Mr Mills said he and three others had started on a journey to save Griffith from decline three years ago and while they had listed a reduction in the volume of irrigation water as their top priority, phasing out carbendazim to save the Valencia industry was their second priority.
“In this election there are four groups with constructive plans for water, I am the only one trying to save Valencias,” he said.
Mr Mills said his strategy group had been hampered by three problems of which being ignored by politicians and the establishment was the first.
“I contested the State election in 2015 to get this into the open,” he said.
“Adrian Piccoli dodged me all the way so I wrote Is Australia a True Democracy? Volume One. Now Sussan Ley is dodging me.”

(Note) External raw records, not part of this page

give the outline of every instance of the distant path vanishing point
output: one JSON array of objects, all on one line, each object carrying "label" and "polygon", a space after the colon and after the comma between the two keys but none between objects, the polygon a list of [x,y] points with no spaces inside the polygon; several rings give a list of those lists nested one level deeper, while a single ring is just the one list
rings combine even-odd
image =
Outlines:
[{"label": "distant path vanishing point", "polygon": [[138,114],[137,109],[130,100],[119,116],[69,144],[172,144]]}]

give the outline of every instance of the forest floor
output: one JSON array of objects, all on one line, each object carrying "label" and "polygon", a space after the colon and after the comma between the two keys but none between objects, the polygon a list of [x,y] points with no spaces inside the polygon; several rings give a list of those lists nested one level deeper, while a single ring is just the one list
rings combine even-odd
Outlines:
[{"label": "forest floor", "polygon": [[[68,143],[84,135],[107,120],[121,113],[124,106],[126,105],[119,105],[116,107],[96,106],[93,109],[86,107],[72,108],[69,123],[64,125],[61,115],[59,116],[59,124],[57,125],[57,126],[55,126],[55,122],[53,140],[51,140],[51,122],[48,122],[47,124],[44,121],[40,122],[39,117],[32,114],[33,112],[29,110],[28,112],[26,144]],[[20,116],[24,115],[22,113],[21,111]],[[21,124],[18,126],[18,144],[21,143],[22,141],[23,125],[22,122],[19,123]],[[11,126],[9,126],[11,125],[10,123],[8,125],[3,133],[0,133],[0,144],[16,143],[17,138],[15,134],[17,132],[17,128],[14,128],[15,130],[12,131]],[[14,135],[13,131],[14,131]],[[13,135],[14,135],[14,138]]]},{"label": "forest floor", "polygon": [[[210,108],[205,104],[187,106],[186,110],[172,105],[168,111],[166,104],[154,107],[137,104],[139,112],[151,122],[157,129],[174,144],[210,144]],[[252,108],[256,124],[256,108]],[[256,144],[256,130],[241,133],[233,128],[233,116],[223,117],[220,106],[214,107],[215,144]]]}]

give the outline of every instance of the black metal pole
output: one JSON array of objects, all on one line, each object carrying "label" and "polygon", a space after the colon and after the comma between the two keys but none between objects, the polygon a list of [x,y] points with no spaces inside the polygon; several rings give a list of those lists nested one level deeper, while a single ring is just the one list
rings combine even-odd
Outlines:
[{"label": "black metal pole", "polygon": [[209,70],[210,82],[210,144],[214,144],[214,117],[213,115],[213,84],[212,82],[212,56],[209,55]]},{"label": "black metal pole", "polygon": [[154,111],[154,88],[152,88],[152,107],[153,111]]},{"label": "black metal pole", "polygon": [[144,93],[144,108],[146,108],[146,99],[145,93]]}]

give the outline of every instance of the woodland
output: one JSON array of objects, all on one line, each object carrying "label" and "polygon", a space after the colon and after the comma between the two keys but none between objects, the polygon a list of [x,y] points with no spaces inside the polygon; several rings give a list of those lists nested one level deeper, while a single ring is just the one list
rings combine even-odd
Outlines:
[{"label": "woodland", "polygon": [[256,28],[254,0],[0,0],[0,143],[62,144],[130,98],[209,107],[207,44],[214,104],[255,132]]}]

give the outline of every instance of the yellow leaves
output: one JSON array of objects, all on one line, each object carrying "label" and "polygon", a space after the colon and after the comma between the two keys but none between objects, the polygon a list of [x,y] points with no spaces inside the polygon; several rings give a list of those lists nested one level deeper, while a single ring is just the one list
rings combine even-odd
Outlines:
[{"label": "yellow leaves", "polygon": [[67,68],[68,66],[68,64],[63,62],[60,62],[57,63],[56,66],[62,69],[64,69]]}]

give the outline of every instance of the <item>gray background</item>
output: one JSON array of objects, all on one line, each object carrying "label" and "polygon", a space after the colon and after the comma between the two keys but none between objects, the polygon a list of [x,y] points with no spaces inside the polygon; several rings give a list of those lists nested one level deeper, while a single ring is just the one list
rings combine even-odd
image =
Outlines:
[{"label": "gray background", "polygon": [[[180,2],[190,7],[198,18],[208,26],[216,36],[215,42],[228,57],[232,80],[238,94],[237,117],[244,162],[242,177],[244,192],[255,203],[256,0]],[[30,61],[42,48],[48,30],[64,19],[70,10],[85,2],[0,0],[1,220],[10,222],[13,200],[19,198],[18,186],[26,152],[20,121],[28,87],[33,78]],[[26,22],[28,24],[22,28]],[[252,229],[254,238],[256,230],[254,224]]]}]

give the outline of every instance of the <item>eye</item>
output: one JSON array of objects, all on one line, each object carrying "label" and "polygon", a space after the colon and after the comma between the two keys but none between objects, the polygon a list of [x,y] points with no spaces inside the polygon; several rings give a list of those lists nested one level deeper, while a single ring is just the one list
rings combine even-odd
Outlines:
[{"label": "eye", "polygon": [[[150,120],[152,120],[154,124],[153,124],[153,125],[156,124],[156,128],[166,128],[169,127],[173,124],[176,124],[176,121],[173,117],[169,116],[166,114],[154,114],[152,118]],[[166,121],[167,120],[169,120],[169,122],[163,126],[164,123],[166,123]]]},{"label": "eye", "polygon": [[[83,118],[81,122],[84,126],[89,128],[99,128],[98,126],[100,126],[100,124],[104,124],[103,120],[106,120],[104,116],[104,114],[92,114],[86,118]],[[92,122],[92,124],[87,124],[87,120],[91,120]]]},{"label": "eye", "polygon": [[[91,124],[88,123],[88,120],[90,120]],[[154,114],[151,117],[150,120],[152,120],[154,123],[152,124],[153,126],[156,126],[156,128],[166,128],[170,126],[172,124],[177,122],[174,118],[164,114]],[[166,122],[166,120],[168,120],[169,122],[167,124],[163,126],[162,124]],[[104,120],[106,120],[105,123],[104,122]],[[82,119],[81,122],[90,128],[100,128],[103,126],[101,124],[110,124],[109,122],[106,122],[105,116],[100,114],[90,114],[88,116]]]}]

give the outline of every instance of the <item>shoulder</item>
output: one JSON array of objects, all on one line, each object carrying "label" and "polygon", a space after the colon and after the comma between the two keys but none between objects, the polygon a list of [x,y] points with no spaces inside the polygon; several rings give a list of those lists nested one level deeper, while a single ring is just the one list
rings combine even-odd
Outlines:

Mr Mills said an inability to get help to put a monetary value on the cost to farmers and the community as Valencia oranges are bulldozed was his second problem.
“I asked citrus industry people and organisations for tonnage estimates without success,” he said.
“I wrote to some accounting firms for monetary estimates based on my tonnage estimates without even getting a response.”
He said the third problem was an inability to get anyone to discuss his evidence.
“I can quote the page number and the sentence which I believe provides the evidence which can be used to convince the AFP of the bribery which I firmly believe has cost this community perhaps billions of dollars,” he said.
Mr Mills said the bribery was a key point of his plans to save the industry and arrived during the Senate Inquiry into Citrus held in Griffith on July 3, 2013.
He says a letter written to Senator Nick Xenophon by the Catherine King tated orange juice concentrate containing any level of the fungicide would not be permitted to be imported into Australia after April 2012.
“If that had been legislated, my contention is that many farmers who went to the wall or just gave up could have been profitably farming today,” he said.
“My contention is that Bill Heffernan and his six senators failed in their task so I wrote WHODUNNIT The Last Nail in the Coffin of the Citrus Family Farm.
“In it I describe how I believe that bribery involving two multinationals caused the very logical aim to never go to legislation.
“I made a presentation to the Australian Federal Police who said that my accusation could not be accepted at present but they would keep my reference number open.
“In our three years our group has been unable to get a Valencia orange grower to have meetings where we can record notes. We wonder whether no one cares or is it that no one wants to have their names recorded for fear of repercussions.”